Could supporting parents in sharing picture books with their young children help prevent violence? – Blog
A parenting intervention, developed by the Mikhulu Trust, and successfully trialled in South Africa, holds great promise as early violence prevention initiative.
There is great concern about the level of violence in South Africa. In the 12 months to March 2016, there were 18,673 murders in South Africa, almost 5% more than in the previous year and almost 20% higher than four years previously. And rates of other violent acts, such as rape and domestic violence have been similarly alarming. Several agencies are tackling the question of what to do about this.
Clearly, intervention is needed at multiple levels, including dealing with the impact of poverty and poor housing, ensuring effective policing and an effective justice system, changing cultural norms about violence, reducing access to firearms, and tackling youth gang involvement and drug trafficking. But one area of risk for later violence that has received little attention in South Africa so far is the prevention of early child aggression.
Preventing early child aggression
Strikingly, within the normal lifespan, the time when people are most aggressive is when they are just two years old. Beyond this age, aggression typically reduces as children learn better ways of handling threat and managing frustration.
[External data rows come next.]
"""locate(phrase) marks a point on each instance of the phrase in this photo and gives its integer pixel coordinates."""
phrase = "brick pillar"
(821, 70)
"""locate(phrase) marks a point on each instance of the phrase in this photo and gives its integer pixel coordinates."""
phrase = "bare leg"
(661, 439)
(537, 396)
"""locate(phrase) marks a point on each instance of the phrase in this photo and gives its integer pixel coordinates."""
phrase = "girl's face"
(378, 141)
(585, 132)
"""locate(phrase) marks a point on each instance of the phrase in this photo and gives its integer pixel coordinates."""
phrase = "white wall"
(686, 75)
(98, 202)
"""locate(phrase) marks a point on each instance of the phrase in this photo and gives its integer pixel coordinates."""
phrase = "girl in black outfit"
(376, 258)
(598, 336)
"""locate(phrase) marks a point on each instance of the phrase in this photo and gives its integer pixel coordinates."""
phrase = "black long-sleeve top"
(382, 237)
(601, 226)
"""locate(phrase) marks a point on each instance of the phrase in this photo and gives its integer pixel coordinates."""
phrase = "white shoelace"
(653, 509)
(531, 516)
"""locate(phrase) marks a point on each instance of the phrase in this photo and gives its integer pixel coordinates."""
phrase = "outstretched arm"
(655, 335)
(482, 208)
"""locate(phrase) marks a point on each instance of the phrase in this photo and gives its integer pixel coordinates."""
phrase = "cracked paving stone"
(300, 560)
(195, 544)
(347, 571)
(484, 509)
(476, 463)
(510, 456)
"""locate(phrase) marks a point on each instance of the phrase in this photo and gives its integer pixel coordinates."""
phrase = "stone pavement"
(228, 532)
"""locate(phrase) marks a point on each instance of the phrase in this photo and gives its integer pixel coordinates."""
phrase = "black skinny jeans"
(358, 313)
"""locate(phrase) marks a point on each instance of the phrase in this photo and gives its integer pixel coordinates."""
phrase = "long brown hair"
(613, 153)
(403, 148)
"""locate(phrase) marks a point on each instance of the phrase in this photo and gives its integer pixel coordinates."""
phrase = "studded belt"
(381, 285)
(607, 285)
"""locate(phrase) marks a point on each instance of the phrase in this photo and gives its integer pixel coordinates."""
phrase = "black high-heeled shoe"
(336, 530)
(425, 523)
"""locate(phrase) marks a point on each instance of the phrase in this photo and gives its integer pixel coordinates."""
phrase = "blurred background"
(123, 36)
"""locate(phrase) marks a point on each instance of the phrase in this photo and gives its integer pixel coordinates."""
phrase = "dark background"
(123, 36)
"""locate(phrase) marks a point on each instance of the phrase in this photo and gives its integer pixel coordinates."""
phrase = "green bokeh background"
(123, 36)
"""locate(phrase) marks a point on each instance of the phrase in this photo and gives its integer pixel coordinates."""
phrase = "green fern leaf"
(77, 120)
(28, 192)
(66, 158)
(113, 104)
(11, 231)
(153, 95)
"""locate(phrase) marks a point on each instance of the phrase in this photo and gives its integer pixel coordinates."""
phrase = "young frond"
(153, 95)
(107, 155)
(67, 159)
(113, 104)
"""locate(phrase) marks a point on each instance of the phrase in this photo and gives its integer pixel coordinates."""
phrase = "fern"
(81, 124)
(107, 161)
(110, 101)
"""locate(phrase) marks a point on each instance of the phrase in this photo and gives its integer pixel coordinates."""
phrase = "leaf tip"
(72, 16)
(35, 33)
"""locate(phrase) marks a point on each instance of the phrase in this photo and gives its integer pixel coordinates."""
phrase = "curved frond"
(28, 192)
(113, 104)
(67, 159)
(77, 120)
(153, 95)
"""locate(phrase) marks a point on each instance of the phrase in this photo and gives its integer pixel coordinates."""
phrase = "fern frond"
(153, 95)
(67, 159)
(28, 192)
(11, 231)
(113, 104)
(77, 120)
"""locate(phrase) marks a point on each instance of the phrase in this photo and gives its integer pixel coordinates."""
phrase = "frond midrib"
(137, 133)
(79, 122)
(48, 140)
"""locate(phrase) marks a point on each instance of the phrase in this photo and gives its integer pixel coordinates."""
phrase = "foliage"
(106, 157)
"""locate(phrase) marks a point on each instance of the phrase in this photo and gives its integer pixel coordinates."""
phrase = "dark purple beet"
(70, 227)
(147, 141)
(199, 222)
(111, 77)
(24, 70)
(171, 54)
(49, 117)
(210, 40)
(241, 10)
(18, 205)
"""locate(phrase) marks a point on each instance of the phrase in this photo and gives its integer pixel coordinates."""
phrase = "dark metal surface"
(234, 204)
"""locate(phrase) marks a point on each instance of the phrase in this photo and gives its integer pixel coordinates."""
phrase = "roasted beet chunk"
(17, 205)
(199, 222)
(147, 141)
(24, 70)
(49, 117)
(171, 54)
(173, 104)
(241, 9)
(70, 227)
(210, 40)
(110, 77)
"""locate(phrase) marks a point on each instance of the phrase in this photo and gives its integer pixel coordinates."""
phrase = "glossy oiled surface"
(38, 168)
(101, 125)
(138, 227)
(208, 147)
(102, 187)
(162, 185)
The challenge, therefore, is not how to prevent this ‘normal’ aggression arising, but how to help children to acquire adaptive ways of overcoming aggressive impulses. This is important, because aggression that becomes an established and persistent behaviour pattern by age three to four, is the strongest early personal risk factor for later violence and criminal behaviour. Indeed, longitudinal studies suggest that these persistently aggressive children account for at least half of all adolescent and adult crimes.
The risk factors for early aggression and conduct problems and their related consequences of violent delinquency and criminal offending are well-established. At the individual level, the critical risk factors are impulsivity and deficits in attention and low levels of general cognitive functioning.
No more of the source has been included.